Organizations and Efforts to Strengthen the Sector (Illustrative)

Independent Sector, a membership-based coalition of nonprofits, foundations and corporations focuses on policy advocacy, education, trust in civil society, promoting volunteerism and principles of ethical nonprofit governance.

The National Council of Nonprofits, through a network of 42 state associations with 25,000 organizational members works to champion, inform and connect organizations to achieve policy and funding success. It provides resources and its newsletter carries detailed information about legislation at all government levels, funding and management issues.

The Urban Institute’s Center on Nonprofits and Philanthropy and George Mason University’s Center on Nonprofits, Philanthropy, and Social Enterprise are undertaking a study to better understand strengths, weaknesses, changes and needs of the social sector infrastructure.

National Human Services Assembly, undertaking the “National Reframing Human Services Initiative” to build broader and deeper public support for human services.

Locally, Nonprofit Missouri was formed in 2010, as an affiliate of the National Council of Nonprofits, to coordinate state-level advocacy and promote nonprofit capacity building through convening, training and research.
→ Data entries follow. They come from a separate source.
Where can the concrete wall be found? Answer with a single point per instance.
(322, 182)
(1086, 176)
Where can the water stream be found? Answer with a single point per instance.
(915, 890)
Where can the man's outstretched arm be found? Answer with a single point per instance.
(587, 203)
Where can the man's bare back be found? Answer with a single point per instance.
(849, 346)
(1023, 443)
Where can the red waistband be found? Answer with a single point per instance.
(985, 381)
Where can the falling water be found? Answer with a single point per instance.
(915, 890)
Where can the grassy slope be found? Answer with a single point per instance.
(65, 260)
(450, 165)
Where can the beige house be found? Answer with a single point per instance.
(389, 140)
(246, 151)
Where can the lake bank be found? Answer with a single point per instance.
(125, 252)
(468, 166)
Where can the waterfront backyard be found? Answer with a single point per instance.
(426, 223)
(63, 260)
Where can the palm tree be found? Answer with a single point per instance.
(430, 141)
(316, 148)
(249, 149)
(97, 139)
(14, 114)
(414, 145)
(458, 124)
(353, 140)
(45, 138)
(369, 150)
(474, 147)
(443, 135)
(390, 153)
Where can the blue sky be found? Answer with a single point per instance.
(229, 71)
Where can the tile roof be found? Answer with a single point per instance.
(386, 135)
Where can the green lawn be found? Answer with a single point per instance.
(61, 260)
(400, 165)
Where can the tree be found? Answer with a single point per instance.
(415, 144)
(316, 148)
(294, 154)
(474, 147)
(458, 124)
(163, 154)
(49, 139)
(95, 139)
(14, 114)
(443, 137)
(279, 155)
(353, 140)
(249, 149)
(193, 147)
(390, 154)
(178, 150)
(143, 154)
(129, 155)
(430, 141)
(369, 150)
It published a Nonprofit Landscape Report and a Salary Report. However it has struggled to sustain momentum, define direction, attract dues-paying nonprofits and develop a financial model.
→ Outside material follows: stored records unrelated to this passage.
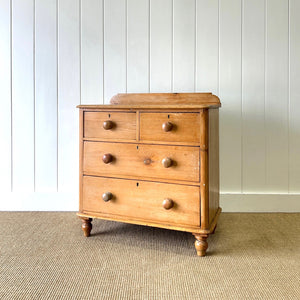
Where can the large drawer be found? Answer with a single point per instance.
(170, 127)
(142, 200)
(110, 125)
(141, 160)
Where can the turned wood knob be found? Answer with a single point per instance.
(167, 126)
(167, 162)
(107, 158)
(108, 125)
(168, 203)
(147, 161)
(107, 196)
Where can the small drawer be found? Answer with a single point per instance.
(142, 200)
(170, 127)
(141, 160)
(110, 125)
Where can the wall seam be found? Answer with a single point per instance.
(195, 49)
(103, 48)
(57, 92)
(242, 99)
(34, 98)
(11, 103)
(289, 93)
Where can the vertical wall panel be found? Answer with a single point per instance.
(294, 129)
(45, 96)
(23, 94)
(68, 93)
(207, 55)
(5, 96)
(253, 94)
(276, 111)
(138, 46)
(161, 46)
(184, 46)
(114, 48)
(230, 95)
(91, 52)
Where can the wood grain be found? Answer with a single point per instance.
(124, 125)
(166, 98)
(204, 179)
(141, 199)
(213, 162)
(185, 127)
(129, 159)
Locally, public – private partnerships (Missouri Arts Council, Regional Arts Commission, major funders and arts organizations) meet regularly and address industry issues such as research to document the economic impact of the arts and coordinated legislation (pending) for allocations of City and County ARPA funds. In response to the pandemic, the Missouri Arts Safety Alliance provided best practices and technical assistance. It led advocacy to have art venues treated like restaurants and other public-facing venues regarding regulations on social distancing, masking etc. Missouri ArtSafe certified organizations that adhered to best COVID safety practices in order to assure the public.

President Biden issued an Executive Order (March 30, 2021) to strengthen the nonprofit sector and its partnership with the Federal government, and established a White House Office on the Nonprofit Sector, an Inter-Agency Council and Advisory Board. A second Executive Order (Feb. 14, 2021) established the White House Office of Faith-Based and Neighborhood Partnerships.
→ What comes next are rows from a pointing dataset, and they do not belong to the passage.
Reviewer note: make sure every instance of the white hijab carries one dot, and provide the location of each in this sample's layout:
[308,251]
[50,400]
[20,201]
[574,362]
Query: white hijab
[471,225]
H.R. 7587, the Nonprofit Sector Strength and Partnership Act of 2022, introduced in April, seeks to strengthen the partnership between the Federal Government and nonprofits. It is given a 1% chance of passage.

Although locally, there are numerous organizations and networks that work on strengthening specific fields of service (e.g. early childhood education, community development, philanthropy), there are limited efforts focused broadly on the sector. Those, such as university programs, focus primarily on education and training. The Regional Data Alliance published St. Louis Regional Nonprofit Indicators and promotes data sharing.